Storia di un impiegato che si licenzia perché «intrappolato in una vita non mia», imbraccia la chitarra e va per strada a suonare.
Poi qualcuno lo nota e ora...
Matteo Terzi lo conoscete già, anche se non sapete di conoscerlo.
Lo avete sentito suonare mentre, di corsa e certamente in ritardo rispetto alla tabella di marcia delle vostre frenetiche giornate milanesi, attraversavate corso Vittorio Emanuele zigzagando tra i turisti.
Magari lo avete anche maledetto per la folla che gli si era creata attorno, facendo aumentare il vostro ritardo.
Se non vi siete fermati ad ascoltarlo cantare per strada potete rimediare comprando il suo nuovo disco, Skye, ma attenzione: non è la stessa cosa.
Non è la stessa cosa neanche per lui: «Suonare in strada mi permette di entrare in contatto con le persone, sento di essere utile: a volte la gente si ferma e prende fiato, mi sembra di regalare loro un momento di pace di cui nemmeno sapevano di avere bisogno».
E poi mettersi lì con la chitarra è un atto “non violento”: «Io sono qui e suono – spiega -, la gente si ferma quanto e se vuole.
Non è come a un concerto dove devi andare perdendo tutta la serata».
Per la verità, alla fine, le persone che si fermano ad ascoltare Matteo Terzi (che in arte si fa chiamare “Soltanto”) restano un bel po’.
In genere si dispongono a semicerchio, i bambini davanti, i manager un po’ in disparte.
A volte fingono di parlare al telefono, stanno lì a orecchiare le note.
Poi alla fine lasciano un’offerta nella custodia della sua chitarra e scappano via veloci, ché sono già in ritardo da un pezzo.
Con quei soldi Matteo Terzi vive: «Fare l’artista di strada è un lavoro», e anche serio.
Da anni è il presidente dell’associazione artisti di strada di Milano, anche se a lui Milano sta stretta: negli ultimi due anni ha girato le piazze d’Europa con la sua chitarra.
E proprio in una di queste piazze, quella della Borsa di Bruxelles, ha incontrato un produttore che gli ha proposto di registrare un nuovo disco.
«C’erano 200 persone quel giorno – racconta – e alla fine della mia esibizione si è avvicinato un uomo che mi ha detto: “Come mai suoni davanti a 200 persone?

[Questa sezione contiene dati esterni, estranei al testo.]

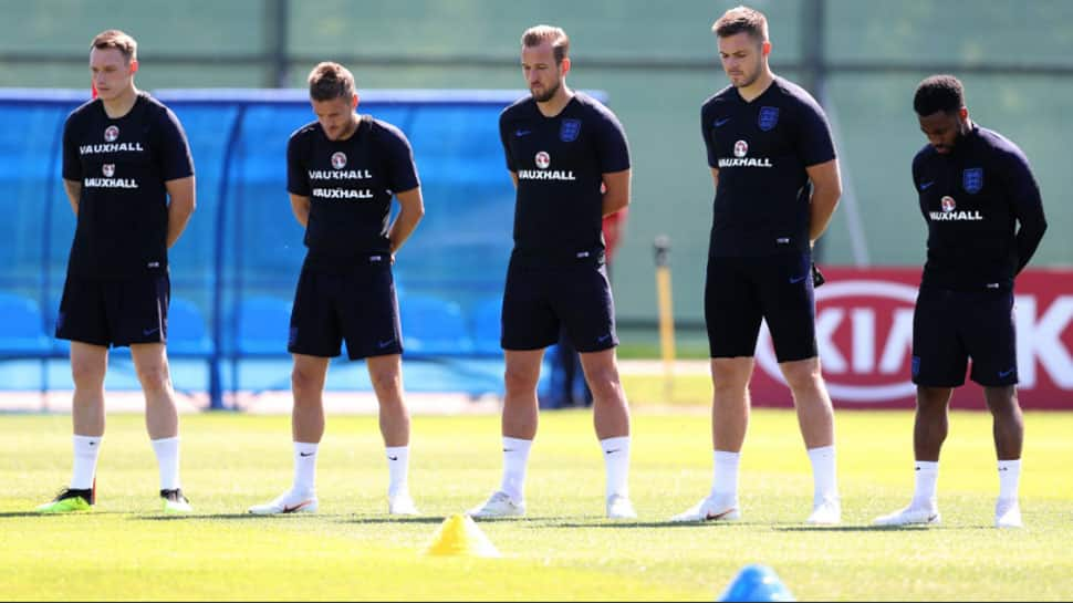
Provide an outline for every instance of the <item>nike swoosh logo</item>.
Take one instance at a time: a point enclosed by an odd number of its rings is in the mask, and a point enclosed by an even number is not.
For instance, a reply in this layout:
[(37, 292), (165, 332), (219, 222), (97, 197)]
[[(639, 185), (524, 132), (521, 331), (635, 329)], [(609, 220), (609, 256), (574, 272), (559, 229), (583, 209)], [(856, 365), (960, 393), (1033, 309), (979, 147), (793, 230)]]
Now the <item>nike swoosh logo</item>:
[(721, 513), (705, 513), (705, 521), (711, 521), (713, 519), (722, 519), (722, 518), (729, 516), (732, 512), (735, 512), (733, 509), (727, 509), (726, 511), (723, 511)]
[(293, 513), (294, 511), (296, 511), (296, 510), (299, 510), (299, 509), (301, 509), (303, 507), (309, 507), (310, 502), (311, 501), (309, 501), (309, 500), (304, 500), (304, 501), (299, 502), (298, 505), (295, 505), (293, 507), (288, 507), (287, 505), (284, 505), (283, 506), (283, 512), (284, 513)]

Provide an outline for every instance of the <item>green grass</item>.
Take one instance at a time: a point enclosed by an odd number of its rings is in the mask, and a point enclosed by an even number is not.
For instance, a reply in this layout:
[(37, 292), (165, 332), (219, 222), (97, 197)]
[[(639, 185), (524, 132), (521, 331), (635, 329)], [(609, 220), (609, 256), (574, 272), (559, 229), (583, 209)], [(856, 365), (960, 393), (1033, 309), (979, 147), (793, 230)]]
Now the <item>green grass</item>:
[(841, 412), (844, 524), (801, 521), (812, 480), (792, 413), (758, 410), (746, 444), (737, 524), (669, 526), (710, 484), (704, 414), (634, 422), (633, 498), (640, 519), (603, 514), (591, 413), (542, 415), (524, 520), (480, 523), (503, 559), (425, 558), (438, 523), (498, 485), (499, 419), (414, 419), (412, 490), (427, 513), (384, 513), (386, 468), (375, 417), (329, 417), (321, 513), (252, 518), (247, 506), (290, 484), (288, 417), (183, 417), (183, 480), (198, 514), (158, 514), (156, 465), (142, 417), (110, 417), (96, 511), (27, 513), (65, 484), (70, 418), (0, 416), (2, 600), (698, 600), (747, 563), (775, 569), (799, 599), (1073, 597), (1073, 414), (1030, 413), (1022, 479), (1027, 528), (991, 528), (997, 492), (990, 419), (955, 413), (933, 529), (868, 528), (913, 487), (911, 414)]

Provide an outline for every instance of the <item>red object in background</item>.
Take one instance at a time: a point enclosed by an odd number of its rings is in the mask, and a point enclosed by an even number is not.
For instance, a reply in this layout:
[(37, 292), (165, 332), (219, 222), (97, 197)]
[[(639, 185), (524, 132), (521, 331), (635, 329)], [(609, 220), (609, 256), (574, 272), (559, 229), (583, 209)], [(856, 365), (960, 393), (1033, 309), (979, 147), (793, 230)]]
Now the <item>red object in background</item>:
[[(816, 339), (827, 391), (840, 408), (911, 408), (913, 308), (919, 268), (823, 268)], [(1018, 399), (1024, 408), (1073, 409), (1073, 270), (1028, 269), (1017, 279)], [(981, 324), (980, 329), (988, 329)], [(751, 383), (757, 406), (792, 406), (767, 326)], [(986, 408), (969, 380), (951, 406)]]

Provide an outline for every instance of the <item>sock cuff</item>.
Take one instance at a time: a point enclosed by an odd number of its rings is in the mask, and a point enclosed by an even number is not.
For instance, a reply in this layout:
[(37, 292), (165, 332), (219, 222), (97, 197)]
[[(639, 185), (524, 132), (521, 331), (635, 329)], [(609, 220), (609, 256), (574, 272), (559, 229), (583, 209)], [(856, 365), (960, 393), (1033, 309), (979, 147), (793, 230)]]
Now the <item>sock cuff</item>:
[(604, 449), (629, 446), (629, 436), (618, 436), (600, 440), (600, 446)]
[(294, 451), (295, 453), (315, 453), (316, 448), (320, 446), (315, 441), (295, 441)]
[(533, 445), (533, 440), (531, 439), (521, 439), (521, 438), (512, 438), (512, 437), (503, 436), (503, 446), (507, 448), (513, 448), (515, 450), (519, 450), (519, 449), (528, 450), (530, 447), (532, 447), (532, 445)]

Io vorrei farti suonare davanti a 30mila persone!”.
All’inizio pensavo fosse un matto, poi però eccoci qua, con un disco nuovo e un tour europeo alle porte».
Niente teatri né club: fedele alla sua strada, Matteo Terzi ha scelto di girare l’Europa a bordo di un caravan «di quelli che si aprono e diventano un palco».